Steve and I approached the course with some foreboding, not knowing how well the students would grasp complex Constitutional issues, rules of evidence, how well they would be able to handle oral argument and the think-on-your-feet give and take of the courtroom. We needn’t have worried. They were very sharp and, for the most part, took the course very seriously. Of course, some were superior and their preparation made them stand out when they rose to present their case to the Court. As a teacher, I found that the greatest quality of the students, in addition to their ability to grasp complex ideas, was their intellectual curiosity. I was continually challenged on the justice or logic of a particular Supreme Court ruling. The debates would rage between students on a particular issue or legal precept, with each combatant clearly expressing his/her position. Again, for the most part, they were not afraid of work, which included weekends and after-school hours. They wanted to get it right.
Were your goals for the course achieved?
On the positive side, the students rose to a high standard. As one expressed it in a letter written after the trimmest had ended, she had not realized how hard it was to become competent in a profession and how thrilling it was to find herself moving toward it after much effort. Several students said that the experience whetted their appetite for law and were considering pursuing a professional degree.
On the negative side, I think that we should have allowed more time for oral argument during the semester, but were hindered in doing so by the volume of information that had to be absorbed in order for the students to competently argue their cases in Federal court.
What advice would you give to parents considering coming to (or staying at) Covenant?
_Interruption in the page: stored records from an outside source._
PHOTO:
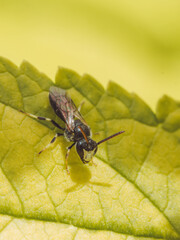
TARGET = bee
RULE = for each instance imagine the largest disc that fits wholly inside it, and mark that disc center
(76, 129)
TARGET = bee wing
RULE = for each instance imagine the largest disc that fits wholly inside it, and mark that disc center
(64, 107)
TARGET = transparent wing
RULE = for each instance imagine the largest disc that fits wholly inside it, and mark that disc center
(64, 107)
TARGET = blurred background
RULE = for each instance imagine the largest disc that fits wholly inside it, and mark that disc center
(134, 43)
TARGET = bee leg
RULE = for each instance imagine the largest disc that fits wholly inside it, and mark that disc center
(93, 163)
(67, 155)
(43, 118)
(79, 108)
(54, 138)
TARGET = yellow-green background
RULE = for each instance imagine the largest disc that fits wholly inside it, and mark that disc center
(134, 43)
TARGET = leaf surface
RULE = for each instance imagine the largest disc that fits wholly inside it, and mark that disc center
(132, 193)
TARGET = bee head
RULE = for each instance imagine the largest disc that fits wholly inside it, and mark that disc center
(86, 150)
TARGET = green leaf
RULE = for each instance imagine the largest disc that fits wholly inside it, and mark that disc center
(132, 193)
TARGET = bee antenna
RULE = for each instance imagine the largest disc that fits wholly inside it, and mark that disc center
(106, 139)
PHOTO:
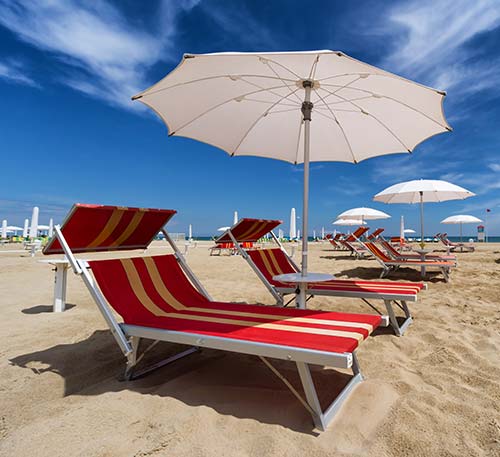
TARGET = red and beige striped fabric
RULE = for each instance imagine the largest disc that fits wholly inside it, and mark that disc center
(155, 292)
(90, 228)
(377, 252)
(249, 230)
(272, 262)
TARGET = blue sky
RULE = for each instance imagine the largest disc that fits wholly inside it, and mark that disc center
(71, 134)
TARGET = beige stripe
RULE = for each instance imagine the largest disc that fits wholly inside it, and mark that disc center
(169, 298)
(266, 263)
(287, 328)
(160, 286)
(249, 231)
(274, 261)
(136, 219)
(137, 287)
(113, 221)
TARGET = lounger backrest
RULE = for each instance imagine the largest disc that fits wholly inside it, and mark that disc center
(375, 234)
(249, 230)
(135, 285)
(90, 228)
(271, 262)
(359, 232)
(377, 252)
(389, 247)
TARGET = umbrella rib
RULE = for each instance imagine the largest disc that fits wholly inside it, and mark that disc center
(378, 120)
(218, 106)
(257, 121)
(390, 98)
(270, 91)
(278, 76)
(340, 127)
(208, 78)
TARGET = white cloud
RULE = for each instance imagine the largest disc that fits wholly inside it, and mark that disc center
(13, 71)
(432, 45)
(102, 53)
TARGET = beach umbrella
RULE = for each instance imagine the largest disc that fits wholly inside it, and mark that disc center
(348, 222)
(293, 223)
(461, 219)
(422, 191)
(262, 104)
(363, 214)
(34, 223)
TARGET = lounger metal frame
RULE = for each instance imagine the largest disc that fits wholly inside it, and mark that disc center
(400, 301)
(128, 338)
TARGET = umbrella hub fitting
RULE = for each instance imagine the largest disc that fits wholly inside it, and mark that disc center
(307, 110)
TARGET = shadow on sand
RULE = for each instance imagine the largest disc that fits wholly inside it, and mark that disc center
(407, 274)
(232, 384)
(38, 309)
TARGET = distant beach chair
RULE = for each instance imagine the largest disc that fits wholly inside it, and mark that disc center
(160, 299)
(271, 262)
(352, 243)
(389, 264)
(453, 247)
(395, 254)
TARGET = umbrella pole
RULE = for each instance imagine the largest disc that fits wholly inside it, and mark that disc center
(422, 243)
(306, 112)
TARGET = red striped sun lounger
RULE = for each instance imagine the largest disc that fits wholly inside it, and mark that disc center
(389, 265)
(159, 298)
(271, 262)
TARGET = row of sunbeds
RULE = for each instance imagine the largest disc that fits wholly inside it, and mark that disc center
(160, 298)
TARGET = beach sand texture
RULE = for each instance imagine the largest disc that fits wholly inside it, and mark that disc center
(433, 392)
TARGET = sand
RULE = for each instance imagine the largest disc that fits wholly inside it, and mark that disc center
(433, 392)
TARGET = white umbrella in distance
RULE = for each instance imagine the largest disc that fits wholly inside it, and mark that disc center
(239, 101)
(293, 224)
(461, 219)
(422, 191)
(363, 214)
(34, 223)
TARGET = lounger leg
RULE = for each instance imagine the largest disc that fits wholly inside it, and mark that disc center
(132, 357)
(322, 419)
(399, 330)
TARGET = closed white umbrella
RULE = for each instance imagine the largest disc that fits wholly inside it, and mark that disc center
(239, 101)
(293, 226)
(363, 214)
(34, 223)
(461, 219)
(26, 228)
(422, 191)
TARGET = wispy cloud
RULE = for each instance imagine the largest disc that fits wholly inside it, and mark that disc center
(432, 42)
(101, 52)
(13, 71)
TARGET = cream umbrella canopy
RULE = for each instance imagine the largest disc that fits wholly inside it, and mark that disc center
(363, 214)
(422, 191)
(461, 219)
(238, 102)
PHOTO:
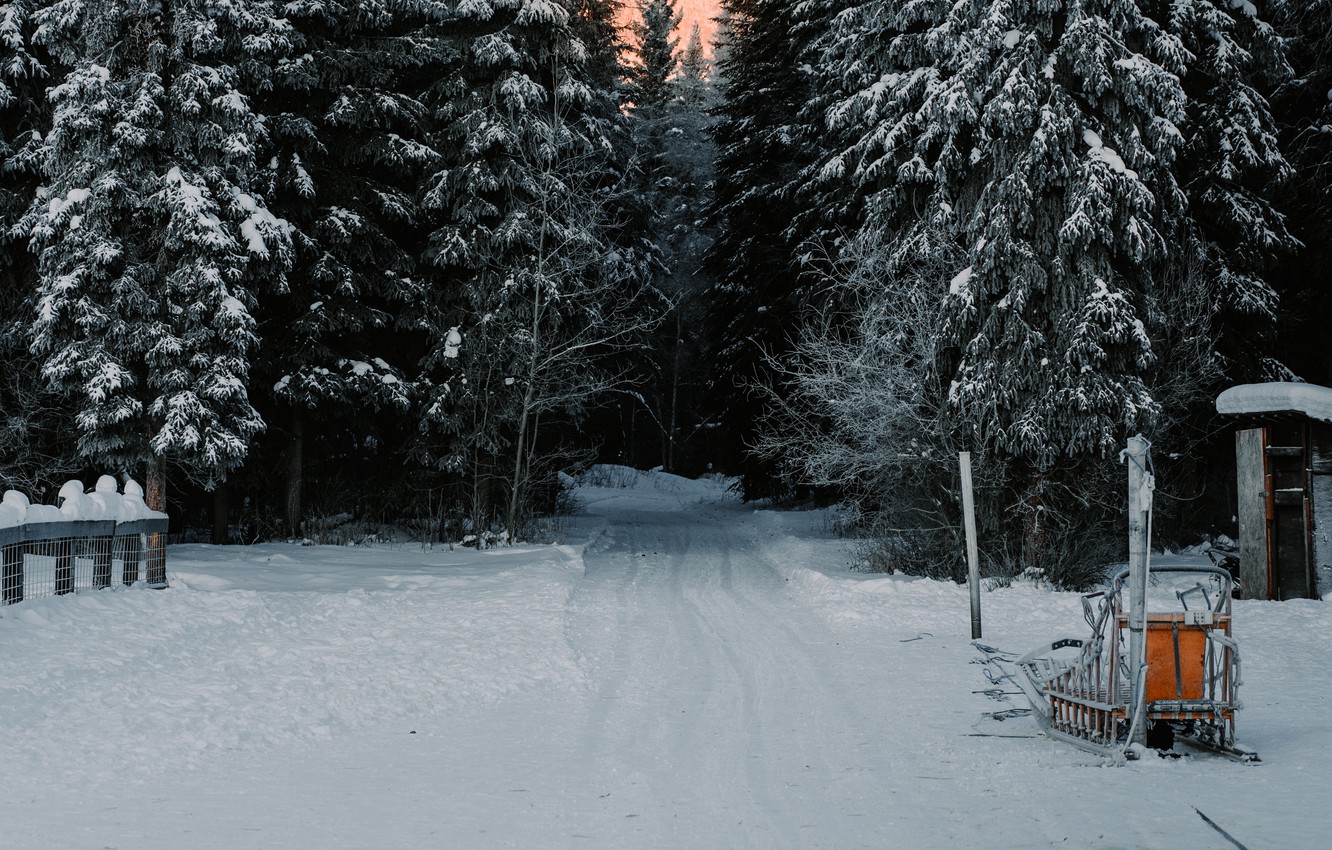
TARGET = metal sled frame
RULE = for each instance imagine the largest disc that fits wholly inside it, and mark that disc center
(1083, 692)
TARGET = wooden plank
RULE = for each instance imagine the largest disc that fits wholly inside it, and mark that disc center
(1251, 489)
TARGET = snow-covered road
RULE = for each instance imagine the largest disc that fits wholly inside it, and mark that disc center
(687, 673)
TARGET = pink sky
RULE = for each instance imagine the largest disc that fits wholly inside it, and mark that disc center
(690, 11)
(701, 11)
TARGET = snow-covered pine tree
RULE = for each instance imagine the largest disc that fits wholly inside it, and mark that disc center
(349, 137)
(24, 115)
(763, 144)
(1304, 115)
(654, 53)
(149, 236)
(538, 292)
(1040, 139)
(694, 83)
(32, 419)
(1231, 167)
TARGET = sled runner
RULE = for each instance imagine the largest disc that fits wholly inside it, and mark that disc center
(1083, 692)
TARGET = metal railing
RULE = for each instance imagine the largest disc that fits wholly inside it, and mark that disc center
(53, 558)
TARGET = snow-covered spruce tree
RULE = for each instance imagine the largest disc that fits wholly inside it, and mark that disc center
(349, 137)
(1304, 115)
(538, 293)
(677, 161)
(32, 419)
(1231, 167)
(654, 53)
(763, 144)
(1035, 144)
(149, 237)
(694, 72)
As the grandfather of three alumni of Covenant, I can personally testify to the performance of the school’s graduates in college and grad school. Zoe graduated summa cum laude from both Grove City (BA) and Villanova (MA). Noah, who will be entering his senior year, is carrying a 4.0 average in philosophy and is heading to Oxford to study philosophy and then to Italy to study Latin for a year. Moreover, their former classmates have experienced similar success in college. I was talking to a graduate of Covenant last Sunday. He told me that his college classmates were terrified of having to prepare a 5-minute presentation in Speech class. He stated that he had done it so frequently that he didn’t even break a sweat in his presentation, which was head and shoulders above the other speeches.
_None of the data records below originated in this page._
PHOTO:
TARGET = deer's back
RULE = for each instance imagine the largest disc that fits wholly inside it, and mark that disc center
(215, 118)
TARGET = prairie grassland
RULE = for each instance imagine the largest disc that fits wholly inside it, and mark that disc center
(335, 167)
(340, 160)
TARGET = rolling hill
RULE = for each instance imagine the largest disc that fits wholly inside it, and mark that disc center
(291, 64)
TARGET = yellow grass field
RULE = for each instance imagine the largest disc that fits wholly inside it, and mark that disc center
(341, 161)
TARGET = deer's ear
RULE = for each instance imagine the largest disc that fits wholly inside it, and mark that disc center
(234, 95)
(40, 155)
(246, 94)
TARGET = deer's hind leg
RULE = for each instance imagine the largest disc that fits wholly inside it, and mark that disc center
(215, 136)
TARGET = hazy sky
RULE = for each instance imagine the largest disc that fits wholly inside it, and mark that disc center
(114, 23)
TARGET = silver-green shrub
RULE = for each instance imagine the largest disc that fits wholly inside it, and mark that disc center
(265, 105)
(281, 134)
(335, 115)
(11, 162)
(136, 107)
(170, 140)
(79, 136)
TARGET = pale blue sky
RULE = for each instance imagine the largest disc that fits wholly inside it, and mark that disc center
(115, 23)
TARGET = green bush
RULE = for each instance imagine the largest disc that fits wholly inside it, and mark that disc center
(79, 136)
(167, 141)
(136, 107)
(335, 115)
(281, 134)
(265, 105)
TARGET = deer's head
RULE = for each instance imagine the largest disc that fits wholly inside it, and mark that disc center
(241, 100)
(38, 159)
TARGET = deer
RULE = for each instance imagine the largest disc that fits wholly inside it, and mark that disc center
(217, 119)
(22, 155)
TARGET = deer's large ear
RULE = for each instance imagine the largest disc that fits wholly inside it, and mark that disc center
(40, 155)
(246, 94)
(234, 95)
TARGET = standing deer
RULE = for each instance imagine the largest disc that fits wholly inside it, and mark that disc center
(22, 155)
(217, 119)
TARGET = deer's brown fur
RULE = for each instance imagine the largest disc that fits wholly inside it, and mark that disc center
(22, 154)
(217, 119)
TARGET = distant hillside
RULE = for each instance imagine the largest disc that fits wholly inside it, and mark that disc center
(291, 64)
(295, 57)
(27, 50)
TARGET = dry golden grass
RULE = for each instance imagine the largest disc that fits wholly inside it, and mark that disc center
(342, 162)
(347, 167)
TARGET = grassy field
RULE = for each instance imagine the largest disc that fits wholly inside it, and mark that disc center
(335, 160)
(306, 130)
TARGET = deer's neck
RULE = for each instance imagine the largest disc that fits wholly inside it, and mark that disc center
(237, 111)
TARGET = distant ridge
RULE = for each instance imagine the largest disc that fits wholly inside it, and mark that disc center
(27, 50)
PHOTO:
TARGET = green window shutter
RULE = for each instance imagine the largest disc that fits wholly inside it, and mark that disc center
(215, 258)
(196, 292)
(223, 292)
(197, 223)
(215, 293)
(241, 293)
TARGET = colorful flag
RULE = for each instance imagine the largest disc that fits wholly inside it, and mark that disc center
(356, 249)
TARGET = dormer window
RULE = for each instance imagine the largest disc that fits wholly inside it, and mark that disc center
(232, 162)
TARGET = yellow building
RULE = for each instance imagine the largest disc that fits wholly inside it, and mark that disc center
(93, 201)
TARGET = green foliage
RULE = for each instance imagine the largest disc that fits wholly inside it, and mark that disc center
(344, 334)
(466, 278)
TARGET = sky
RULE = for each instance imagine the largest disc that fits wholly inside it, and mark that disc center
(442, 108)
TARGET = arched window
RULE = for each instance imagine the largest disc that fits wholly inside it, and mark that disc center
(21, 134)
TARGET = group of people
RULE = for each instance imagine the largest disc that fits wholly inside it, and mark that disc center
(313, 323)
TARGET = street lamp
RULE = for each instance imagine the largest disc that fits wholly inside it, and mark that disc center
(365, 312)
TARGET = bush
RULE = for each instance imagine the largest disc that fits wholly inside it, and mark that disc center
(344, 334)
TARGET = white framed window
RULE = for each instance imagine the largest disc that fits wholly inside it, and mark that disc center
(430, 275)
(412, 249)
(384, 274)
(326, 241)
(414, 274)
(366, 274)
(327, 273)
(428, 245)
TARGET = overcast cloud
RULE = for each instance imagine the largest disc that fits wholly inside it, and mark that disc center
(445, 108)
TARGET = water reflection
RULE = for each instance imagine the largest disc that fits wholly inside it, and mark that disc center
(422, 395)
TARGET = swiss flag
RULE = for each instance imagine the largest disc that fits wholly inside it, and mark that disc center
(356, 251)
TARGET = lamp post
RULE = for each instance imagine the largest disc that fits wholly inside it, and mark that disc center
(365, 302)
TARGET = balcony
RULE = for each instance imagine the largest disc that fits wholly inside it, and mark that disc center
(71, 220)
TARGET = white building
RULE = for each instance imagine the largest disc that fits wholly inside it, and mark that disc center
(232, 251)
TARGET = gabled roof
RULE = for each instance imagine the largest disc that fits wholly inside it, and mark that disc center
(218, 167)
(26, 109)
I’m not certain of the precise makeup of the final years at Covenant, but I am aware of the Senior Thesis and I presume that there is greater freedom in the final years to experience the professions. If not, I would include visitors from the professions, chosen for their ability to communicate the particulars of professional practice. This would include college professors to alert students what to expect when they get to college. Perhaps, visits to a medical school, a college class or a business (such as Classical Academic Press) would add to their experience as a Covenant student. I also think that debating, public speaking or dramatic readings of plays and even acting out parts of plays should be a requirement of the rhetoric phase (in college, we used to get together with some of our professors and read portions of plays, always the high point of the week).
In any case, those are the things that I would offer to parents, namely, that an upperclassman at Covenant gets to do things that most people experience only (and even then, rarely) in college. In other words, the school is not just about getting the necessary number of courses to graduate, but to experience the love of learning, becoming a lifelong learner along the way.
Thank you, Mr. Zubrod, for sharing your thoughts with us!